AML Compliance Failures

According to the NYDFS, from at least 2003 to 2008, Crédit Agricole engaged in a series of schemes to process more than $32 billion in U.S. dollar payments through its New York branch from its branches in Paris, London, Singapore, Geneva, Hong Kong and the Gulf, providing U.S. dollar clearing services on behalf of Sudanese, Iranian, Burmese and Cuban entities.
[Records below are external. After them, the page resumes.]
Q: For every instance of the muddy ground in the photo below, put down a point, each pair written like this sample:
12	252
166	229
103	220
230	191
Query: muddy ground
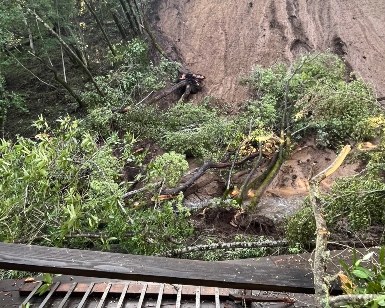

Crédit Agricole has admitted that its employees permitted 11 Sudanese banks to maintain U.S. dollar accounts with Crédit Agricole—six of the Sudanese banks were Specially Designated Nationals (SDNs). 

Specifically, foreign branches often transmitted payment requests to Crédit Agricole’s New York branch using non-transparent payments messages that did not disclose the identity of the remitter or beneficiary. “As a result Specially Designated Nationals (SDNs).

“Foreign branches often transmitted payment requests to Crédit Agricole’s New York Branch using nontransparent SWIFT payments messages that did not disclose the identity of the remitter or beneficiary,” the NYDFS said. ”As a result of not having a complete picture of the transactions, Crédit Agricole’s New York Branch’s compliance processes and controls were ineffective, and fewer alerts or red flags were raised than would have been if full information had been shared.”

From its Geneva branch, the bank developed and implemented policies and procedures for processing these U.S. dollar-denominated transfers through the New York branch in a manner that was designed to conceal relevant information that would permit the institutions and their regulators to determine whether the transactions were lawful and consistent with New York State and U.S. laws and regulations.

Many of the bank’s policies and procedures to omit identifying details about sanctioned parties to U.S. dollar transactions were reviewed and approved by its highest level legal and compliance staff at the Geneva branch. Accordingly, it was the policy of the bank, as directed by its Geneva compliance professionals, to remove or omit Sudanese, Iranian, Burmese or Cuban information from U.S. dollar denominated payment messages.

Personnel in the Geneva office directed, possessed and oversaw these U.S. dollar transactions with the mentality that “Swiss activities are only subject to [laws] in force in the Switzerland and not those aboard.” Furthermore, written economic sanctions directives from the bank’s compliance managers that were in place throughout the review period assured staff that, with respect to U.S. dollar transactions, “the effect of the OFAC [SDN] list does not have any reach (outside of the United States).”

“In addition, interviews of numerous bank employees, including its legal and compliance professionals, revealed that many of the bank’s staff who were involved with, or had knowledge of, the bank’s business with sanctioned parties claimed ignorance of U.S. sanctions laws and the fact that they applied or could be applied to foreign banks engaged in U.S. dollar denominated transactions—despite contrary admonitions from their colleagues at the New York Branch,” the NYDFS stated.

Although Crédit Agricole has terminated most of the employees involved in the improper conduct, one of those individuals remains employed by the bank: a relationship manager who at the time had responsibility for Iranian clients and drafted the 2005 memo detailing the bank’s policy on non-transparency related to U.S. dollar payments for Iranian clients. NYDFS said it has ordered the bank “to take all steps necessary” to terminate this individual.